Last week two prominent Ukrainian opposition figures were gunned down in broad
daylight. They join as many as ten others who have been killed or committed
suicide under suspicious circumstances just this year. These individuals have
one important thing in common: they were either part of or friendly with the
Yanukovych government, which a US-backed coup overthrew last year. They include
members of the Ukrainian parliament and former chief editors of major opposition
newspapers.
While some journalists here in the US have started to notice the strange series
of opposition killings in Ukraine, the US government has yet to say a word.
Compare this to the US reaction when a single opposition figure was killed
in Russia earlier this year. Boris Nemtsov was a member of a minor political
party that was not even represented in the Russian parliament. Nevertheless
the US government immediately demanded that Russia conduct a thorough investigation
of his murder, suggesting the killers had a political motive.
As news of the Russian killing broke, Chairman of the House Foreign Affairs
Committee Ed Royce (R-CA) did not wait for evidence to blame the killing on
Russian president Vladimir Putin. On the very day of Nemtsov's murder, Royce
told the US media that, "this shocking murder is the latest assault on those
who dare to oppose the Putin regime."
Neither Royce, nor Secretary of State John Kerry, nor President Obama, nor
any US government figure has said a word about the series of apparently political
murders in Ukraine.
On the contrary, instead of questioning the state of democracy in what looks
like a lawless Ukraine, the Administration is sending in the US military to
help train Ukrainian troops!
Last week, just as the two political murders were taking place, the US 173rd
Airborne Brigade landed in Ukraine to begin training Ukrainian national guard
forces - and to leave behind some useful military equipment. Though the civil
unrest continues in Ukraine, the US military is assisting one side in the conflict
- even as the US slaps sanctions on Russia over accusations it is helping out
the other side!
As the ceasefire continues to hold, though shakily, what kind of message does
it send to the US-backed government in Kiev to have US troops arrive with training
and equipment and an authorization to gift Kiev with some $350 million in weapons?
Might they not take this as a green light to begin new hostilities against
the breakaway regions in the east?
The Obama administration is so inconsistent in its foreign policy. In some
places, particularly Cuba and Iran, the administration is pursuing a policy
that looks to diplomacy and compromise to help improve decades of bad relations.
In these two cases the administration realizes that the path of confrontation
has led nowhere. When the president announced his desire to see the end of
Cuba sanctions, he stated very correctly that, "...we are ending a policy that
was long past its expiration date. When what you're doing doesn't work for
fifty years, it's time to try something new."
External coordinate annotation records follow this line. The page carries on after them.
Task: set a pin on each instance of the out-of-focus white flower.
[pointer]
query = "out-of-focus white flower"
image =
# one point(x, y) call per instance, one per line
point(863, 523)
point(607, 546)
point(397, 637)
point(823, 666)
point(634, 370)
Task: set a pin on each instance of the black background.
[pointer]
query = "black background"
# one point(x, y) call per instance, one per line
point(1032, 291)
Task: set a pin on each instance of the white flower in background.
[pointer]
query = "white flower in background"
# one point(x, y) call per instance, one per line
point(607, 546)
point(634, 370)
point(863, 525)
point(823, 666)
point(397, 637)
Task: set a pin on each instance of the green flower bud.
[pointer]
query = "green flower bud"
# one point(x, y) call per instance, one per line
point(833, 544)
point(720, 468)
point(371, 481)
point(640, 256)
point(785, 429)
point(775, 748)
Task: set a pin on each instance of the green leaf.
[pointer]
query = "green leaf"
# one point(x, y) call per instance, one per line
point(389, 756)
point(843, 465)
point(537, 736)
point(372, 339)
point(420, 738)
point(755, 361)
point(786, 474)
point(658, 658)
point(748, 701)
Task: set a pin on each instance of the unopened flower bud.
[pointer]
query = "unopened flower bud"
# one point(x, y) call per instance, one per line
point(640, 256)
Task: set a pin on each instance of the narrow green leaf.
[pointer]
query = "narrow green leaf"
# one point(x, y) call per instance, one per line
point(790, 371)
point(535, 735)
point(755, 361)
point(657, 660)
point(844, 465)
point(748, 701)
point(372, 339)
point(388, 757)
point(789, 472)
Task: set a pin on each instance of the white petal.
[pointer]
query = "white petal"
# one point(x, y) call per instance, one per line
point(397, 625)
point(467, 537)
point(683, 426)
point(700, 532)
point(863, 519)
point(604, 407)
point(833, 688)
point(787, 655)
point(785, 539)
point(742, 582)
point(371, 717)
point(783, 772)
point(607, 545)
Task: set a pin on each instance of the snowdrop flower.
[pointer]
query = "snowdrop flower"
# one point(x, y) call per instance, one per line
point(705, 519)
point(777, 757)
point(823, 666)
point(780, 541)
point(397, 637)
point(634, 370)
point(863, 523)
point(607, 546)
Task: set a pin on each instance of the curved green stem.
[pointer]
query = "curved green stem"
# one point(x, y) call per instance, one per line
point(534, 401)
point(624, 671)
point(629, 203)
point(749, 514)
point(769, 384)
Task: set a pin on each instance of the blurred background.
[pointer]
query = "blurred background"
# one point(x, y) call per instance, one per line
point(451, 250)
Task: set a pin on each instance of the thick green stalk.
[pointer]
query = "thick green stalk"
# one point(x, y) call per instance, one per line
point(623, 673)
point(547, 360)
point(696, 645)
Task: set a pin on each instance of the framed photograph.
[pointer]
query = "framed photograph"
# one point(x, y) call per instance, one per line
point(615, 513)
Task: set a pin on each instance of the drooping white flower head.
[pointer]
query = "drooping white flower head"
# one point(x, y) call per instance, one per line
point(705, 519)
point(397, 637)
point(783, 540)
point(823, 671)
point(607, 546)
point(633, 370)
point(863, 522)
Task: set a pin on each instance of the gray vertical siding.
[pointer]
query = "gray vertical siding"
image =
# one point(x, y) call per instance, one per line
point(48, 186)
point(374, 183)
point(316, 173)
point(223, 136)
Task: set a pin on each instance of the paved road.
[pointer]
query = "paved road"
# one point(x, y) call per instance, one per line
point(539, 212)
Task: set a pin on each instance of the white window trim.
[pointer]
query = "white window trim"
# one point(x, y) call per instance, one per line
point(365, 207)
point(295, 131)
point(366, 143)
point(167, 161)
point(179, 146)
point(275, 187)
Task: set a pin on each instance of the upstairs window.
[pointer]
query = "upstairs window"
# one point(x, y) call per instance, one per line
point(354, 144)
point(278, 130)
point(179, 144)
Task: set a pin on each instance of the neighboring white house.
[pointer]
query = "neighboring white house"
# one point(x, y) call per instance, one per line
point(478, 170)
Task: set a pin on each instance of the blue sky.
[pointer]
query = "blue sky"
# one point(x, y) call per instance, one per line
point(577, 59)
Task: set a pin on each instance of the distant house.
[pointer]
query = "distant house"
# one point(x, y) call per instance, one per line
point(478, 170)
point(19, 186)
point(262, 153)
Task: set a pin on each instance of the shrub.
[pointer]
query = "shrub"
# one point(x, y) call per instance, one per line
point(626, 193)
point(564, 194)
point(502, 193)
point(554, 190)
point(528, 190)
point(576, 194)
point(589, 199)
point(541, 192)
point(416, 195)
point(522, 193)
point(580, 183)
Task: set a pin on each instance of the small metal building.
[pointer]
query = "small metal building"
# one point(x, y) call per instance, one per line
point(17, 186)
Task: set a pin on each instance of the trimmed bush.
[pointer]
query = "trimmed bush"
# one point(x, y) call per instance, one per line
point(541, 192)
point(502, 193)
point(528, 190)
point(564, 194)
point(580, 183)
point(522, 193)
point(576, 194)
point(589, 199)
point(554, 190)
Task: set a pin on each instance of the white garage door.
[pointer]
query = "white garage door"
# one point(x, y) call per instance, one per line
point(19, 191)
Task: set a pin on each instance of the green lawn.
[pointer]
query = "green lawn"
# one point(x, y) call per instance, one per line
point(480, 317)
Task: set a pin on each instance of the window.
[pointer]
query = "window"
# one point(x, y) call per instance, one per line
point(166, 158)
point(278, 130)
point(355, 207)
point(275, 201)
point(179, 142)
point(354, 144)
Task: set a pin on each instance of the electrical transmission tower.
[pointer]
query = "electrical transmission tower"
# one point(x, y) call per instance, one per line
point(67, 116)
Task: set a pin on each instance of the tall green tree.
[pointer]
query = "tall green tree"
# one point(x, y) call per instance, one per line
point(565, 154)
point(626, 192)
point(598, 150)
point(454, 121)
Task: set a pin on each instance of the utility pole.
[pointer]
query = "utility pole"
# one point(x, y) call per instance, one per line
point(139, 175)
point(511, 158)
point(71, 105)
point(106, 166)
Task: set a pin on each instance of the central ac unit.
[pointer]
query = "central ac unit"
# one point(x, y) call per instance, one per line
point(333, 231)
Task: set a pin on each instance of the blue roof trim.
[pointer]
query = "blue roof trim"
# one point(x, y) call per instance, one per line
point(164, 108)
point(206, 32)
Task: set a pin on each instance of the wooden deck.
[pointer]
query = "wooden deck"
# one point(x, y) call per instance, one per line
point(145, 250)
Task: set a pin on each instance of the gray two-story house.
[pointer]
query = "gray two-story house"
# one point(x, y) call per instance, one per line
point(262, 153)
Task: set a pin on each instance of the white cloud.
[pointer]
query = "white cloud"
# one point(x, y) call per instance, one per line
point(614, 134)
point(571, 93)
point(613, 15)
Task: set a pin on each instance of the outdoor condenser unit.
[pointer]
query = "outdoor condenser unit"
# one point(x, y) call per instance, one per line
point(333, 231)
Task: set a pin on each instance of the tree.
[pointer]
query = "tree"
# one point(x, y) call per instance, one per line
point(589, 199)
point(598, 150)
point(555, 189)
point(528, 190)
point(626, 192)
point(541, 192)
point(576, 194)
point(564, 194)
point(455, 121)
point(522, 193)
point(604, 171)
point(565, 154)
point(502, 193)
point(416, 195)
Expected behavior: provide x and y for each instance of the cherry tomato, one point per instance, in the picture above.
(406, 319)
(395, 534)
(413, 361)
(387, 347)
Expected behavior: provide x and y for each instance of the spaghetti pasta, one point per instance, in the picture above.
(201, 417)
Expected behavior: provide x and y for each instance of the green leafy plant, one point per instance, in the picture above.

So while Obama is correctly talking about sanctions relief for Iran and Cuba,
he is adding more sanctions on Russia, backing Saudi Arabia's brutal attack
on Yemen, and pushing ever harder for regime change in Syria. Does he really
believe the rest of the world does not see these double standards? A wise consistency
of non-interventionism in all foreign affairs would be the correct course for
this and future US administrations. Let us hope they will eventually follow
Obama's observation that, "it's time to try something new."